It’s literally OCI compatible, integrates with systemd and LSM, and runs rootless by default. Podman is 100000% better designed on the inside with the same interface on the outside.
Rootless networking is still a mess with no IP source propagation and much slower performance.
So for most users docker with userNS-remapping is actually a better choice.
Also systemd integration isn't a plus for me, I don't want to deal with SystemD just to have a container start on startup.
You're right, it's both easier and simpler since no daemons are involved. podman-compose has the same command-line interface and has worked ok for me so far (maybe 3 or 4 years at this point).
Podman-compose isn't fully compatible with the new compose spec.
Also I really don't care if docker has a daemon or not, for me it offers feature like auto starting containers without bothering with SystemD, and auto updates using watchtower and the docker socket.

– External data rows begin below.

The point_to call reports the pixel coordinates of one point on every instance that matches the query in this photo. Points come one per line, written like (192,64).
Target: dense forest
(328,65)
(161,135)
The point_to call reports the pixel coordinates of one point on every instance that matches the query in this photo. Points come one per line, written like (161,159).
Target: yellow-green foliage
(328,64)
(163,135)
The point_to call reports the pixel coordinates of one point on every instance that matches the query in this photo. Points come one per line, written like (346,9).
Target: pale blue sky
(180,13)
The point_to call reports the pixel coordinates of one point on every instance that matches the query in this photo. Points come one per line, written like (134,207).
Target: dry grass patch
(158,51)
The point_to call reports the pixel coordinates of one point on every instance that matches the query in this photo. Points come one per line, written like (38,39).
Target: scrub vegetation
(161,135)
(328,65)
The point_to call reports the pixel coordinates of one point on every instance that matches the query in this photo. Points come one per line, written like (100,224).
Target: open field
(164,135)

And since podman doesn't have an official distro package repo like docker, you are stuck use whatever old version shipped in your distro without recent improvements, which is important for a very active development project.

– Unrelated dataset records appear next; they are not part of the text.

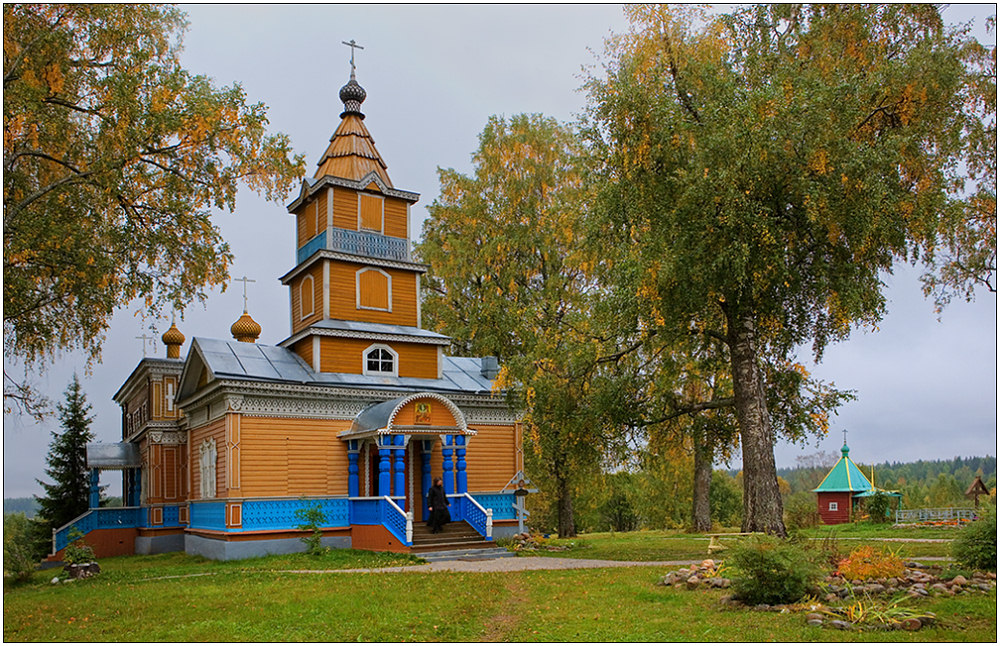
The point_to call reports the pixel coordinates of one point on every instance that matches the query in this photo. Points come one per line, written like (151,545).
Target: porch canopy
(396,416)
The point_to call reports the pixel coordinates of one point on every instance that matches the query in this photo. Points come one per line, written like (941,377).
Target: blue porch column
(384,478)
(353,486)
(426,478)
(461,478)
(399,486)
(447,465)
(95,489)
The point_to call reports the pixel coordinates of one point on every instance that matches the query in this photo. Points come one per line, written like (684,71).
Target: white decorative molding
(167,437)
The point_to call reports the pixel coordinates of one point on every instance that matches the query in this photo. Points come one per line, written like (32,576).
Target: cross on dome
(244,280)
(353,45)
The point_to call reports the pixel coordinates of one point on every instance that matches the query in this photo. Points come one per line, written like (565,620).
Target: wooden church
(354,413)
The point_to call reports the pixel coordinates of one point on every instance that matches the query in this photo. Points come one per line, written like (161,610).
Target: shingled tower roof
(352,153)
(845,476)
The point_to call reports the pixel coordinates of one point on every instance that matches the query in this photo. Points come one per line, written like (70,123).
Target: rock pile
(914,582)
(705,575)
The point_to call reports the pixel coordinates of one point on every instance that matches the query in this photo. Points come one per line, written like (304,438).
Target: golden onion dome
(173,339)
(245,329)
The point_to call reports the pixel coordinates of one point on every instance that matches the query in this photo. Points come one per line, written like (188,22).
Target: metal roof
(845,476)
(259,362)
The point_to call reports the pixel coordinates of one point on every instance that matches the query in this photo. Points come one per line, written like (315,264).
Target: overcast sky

> Also I really don't care if docker has a daemon or not, for me it offers feature like auto starting containers without bothering with SystemD
Bingo, the "pain" of the daemon (it's never cause a single problem for me? Especially on Linux, on macOS I've occasionally had to go start it because it wasn't running, but BFD) saves me from having to touch systemd. Or, indeed, from caring WTF distro I'm running and which init system it uses at all.
I don't understand what the issue is. Don't use an LTS distro if you want up to date software. Fedora and Arch are up to date for Podman. Alpine seems to be one minor version behind.
I want stability for the system and a newer podman version.
I do this all the time with docker, install an LTS distro and then add the official docker repos.